Digital Renaissance and the Power of People

9/12/2018 digital, people

A digital renaissance will be the result of human beings contributing what each has to offer to produce something greater than one or two or ten.

Noelle Zobrist, historiographer

Noelle Zobrist, historiographer

The vision for the operation and future of Camerata exists in two parts: the practical, and the philosophical.

An effective military combines the intellect of its officers with the strength of its soldiers, which operate together to produce success. A brilliant mind, isolated and incorporeal, is as useless as the dullest one, and a powerful body without a brain to direct it would only ever stumble around without purpose.

Think of two people you know who fit the following descriptions. The first is a thinker, a proselytizer, a philosopher, a preacher - whose myriad thoughts and opinions amount to no action. The second is a star athlete, an incredible physical specimen of a human, a person with incredible accomplishments in sport - who seems to lack two brain cells to keep one another company.

Each of these people is skilled on their own, but they need more; they need what the other lacks.

In short, they need each other.

Camerata LLC was formed with the intention of collaboration, of creating cooperation between brain and brawn. The effects of humans combining their talents and strengths is stunning; one and one does not equal two, but four, or six, or eight. The potential is infinite. 

A perfect example is this CCTV footage of commuters in Perth, Australia, pushing an enormous, 1000-ton subway car to one side to free a man whose leg had become entrapped when he slipped between platform and car. Clearly, none of them could have accomplished this alone, but with their combined strength and purpose, they were able to do something astonishing.

By contrast, consider the outcome of the Third Servile War, the last in a series of slave rebellions in the Roman Empire occurring in approximately 73 BC. Initially united through common purpose, these men overthrew their masters and overcame imperial forces sent to subdue them without difficulty. Within two years their numbers swelled from seventy men to over a hundred thousand men, women, and children who, to the great alarm of the Roman Senate, appeared to be almost unstoppable. But the finale to the drama did not occur in victory for the oppressed; at the end, when loomed the arrival of innumerable Roman reinforcements, their leader urged coherence but was disregarded by a large portion of his followers. These followers broke off and attacked head-on, resulting in losses of over 10,000 fighting men, while more than 5,000 others fled, pursued by the well-trained Roman armies, and by them, eventually, subdued and killed. These events marked the start of the crumbling of the formerly-unstoppable slave rebellion; without this cohesion, the Roman armies were able to sweep in and end the rebellion once and for all. 

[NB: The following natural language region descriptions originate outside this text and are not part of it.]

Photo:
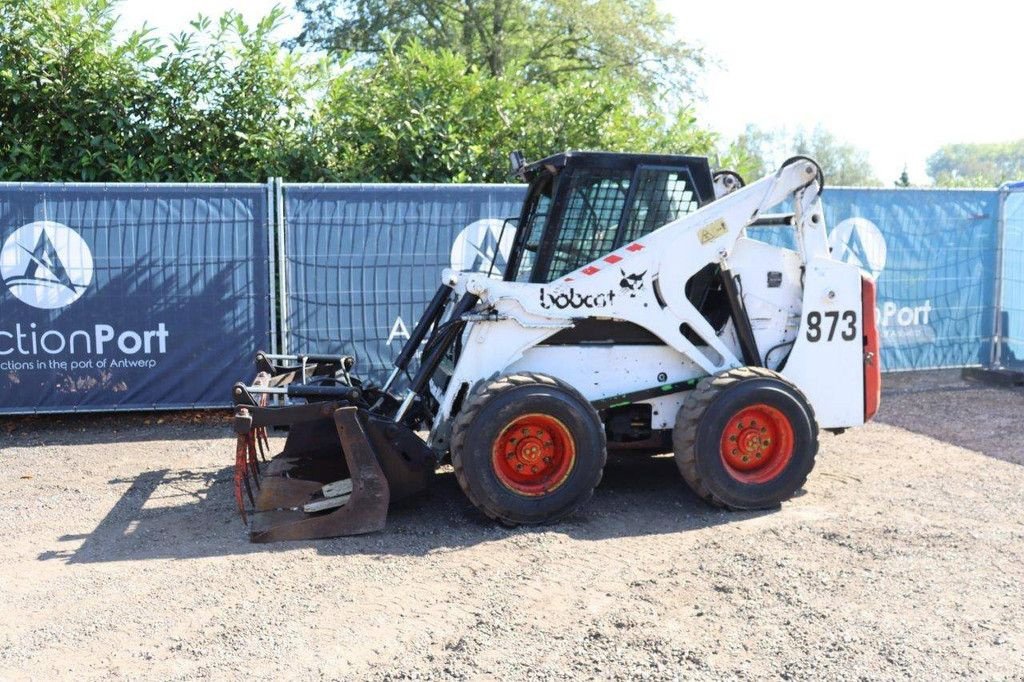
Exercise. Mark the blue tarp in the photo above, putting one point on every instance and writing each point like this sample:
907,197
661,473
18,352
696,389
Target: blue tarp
130,297
1012,354
363,261
935,263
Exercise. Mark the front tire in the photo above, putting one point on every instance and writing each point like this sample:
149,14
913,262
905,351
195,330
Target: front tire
745,438
527,449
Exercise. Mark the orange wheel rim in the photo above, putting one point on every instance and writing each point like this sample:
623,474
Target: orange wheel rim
534,455
757,444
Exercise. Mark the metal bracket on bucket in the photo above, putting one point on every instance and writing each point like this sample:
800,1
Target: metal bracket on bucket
279,512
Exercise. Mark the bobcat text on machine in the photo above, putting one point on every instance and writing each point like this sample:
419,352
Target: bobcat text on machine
636,311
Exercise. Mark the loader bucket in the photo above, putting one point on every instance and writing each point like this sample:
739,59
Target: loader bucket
340,469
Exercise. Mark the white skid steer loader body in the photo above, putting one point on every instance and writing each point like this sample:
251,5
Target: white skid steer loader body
802,298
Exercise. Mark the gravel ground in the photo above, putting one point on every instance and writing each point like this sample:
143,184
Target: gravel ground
904,557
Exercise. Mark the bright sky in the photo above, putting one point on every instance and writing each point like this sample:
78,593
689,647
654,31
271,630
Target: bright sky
898,78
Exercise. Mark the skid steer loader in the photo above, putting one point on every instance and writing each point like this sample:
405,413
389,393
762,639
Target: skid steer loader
636,311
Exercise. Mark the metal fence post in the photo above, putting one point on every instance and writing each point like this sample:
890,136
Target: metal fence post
1000,230
282,262
271,225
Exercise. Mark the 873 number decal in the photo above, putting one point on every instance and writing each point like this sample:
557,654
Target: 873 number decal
822,326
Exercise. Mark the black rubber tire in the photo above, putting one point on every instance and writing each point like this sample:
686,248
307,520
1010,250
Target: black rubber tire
488,410
702,419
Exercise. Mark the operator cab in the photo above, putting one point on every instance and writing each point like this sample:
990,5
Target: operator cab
583,205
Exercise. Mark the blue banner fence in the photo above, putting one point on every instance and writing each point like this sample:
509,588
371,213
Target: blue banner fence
176,285
129,296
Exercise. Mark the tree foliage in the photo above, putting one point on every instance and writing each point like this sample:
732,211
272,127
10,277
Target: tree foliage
757,152
548,41
77,102
225,101
425,115
977,165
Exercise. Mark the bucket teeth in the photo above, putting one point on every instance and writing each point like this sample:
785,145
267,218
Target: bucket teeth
252,461
241,477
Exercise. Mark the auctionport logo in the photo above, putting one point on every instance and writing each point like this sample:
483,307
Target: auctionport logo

Here is a self-evident reality: discord divides; it is the death of higher goals. 

Where does this leave us? You, the reader, no doubt understand this concept already, and you probably also know these concepts are far easier preached than practiced. 

At Camerata Digital, our goal is not to change the world. On a global scale there have been but a few dozen individuals who truly affected the world. At Camerata, we want to affect the lives of those around us for the better. And we hope they go on to affect the lives of those around them. And they go on, and so on and so forth. Change, whether positive or negative, starts within, right at the core of the individual. We cannot march on Washington and demand they correct all worldly injustices overnight. We cannot hold a summit in the stars and demand an end to human suffering.

But we can help those around us. We can collaborate, we can cooperate. And when cooperation exists, as with the metro car in Australia, there follows power. And that is the power to revolutionize, to initiate a digital renaissance.

The Florentine Camerata is credited with the creation of opera, a revolutionary concept at the time, before which nobody had thought to marry music with language, or to tell an entire epic through spirited melodies and lyrics. Their legacy lives on in the form of musicals, on Broadway, in classical operas such as Mozart's 'The Marriage of Figaro'.

What will your legacy be? Before you answer, consider a prerequisite question: will you have a legacy?

The sobering reality is that many of us will pass from the earth without a legacy. The word opera has been on the lips of humanity for hundreds of years; as long as it exists in the hearts and minds of at least one person, the Florentine Camerata will not have died.

The next blog will examine the concept of a legacy more closely. One outstanding characteristic of a legacy, regardless of anything else, is the number of people involved. One person does not leave a legacy because one person achieved something for himself. One person leaves a legacy because he affected many people.

Be not the metaphorical island. It is not possible, even if you are convinced you are a loner who needs nobody else. This is a fantasy and not grounded in reality. Speak, listen, laugh, collaborate, and clash, with other people. 

You may find that by doing so, you create a legacy. You may find that by doing so, you become, in fact, immortal.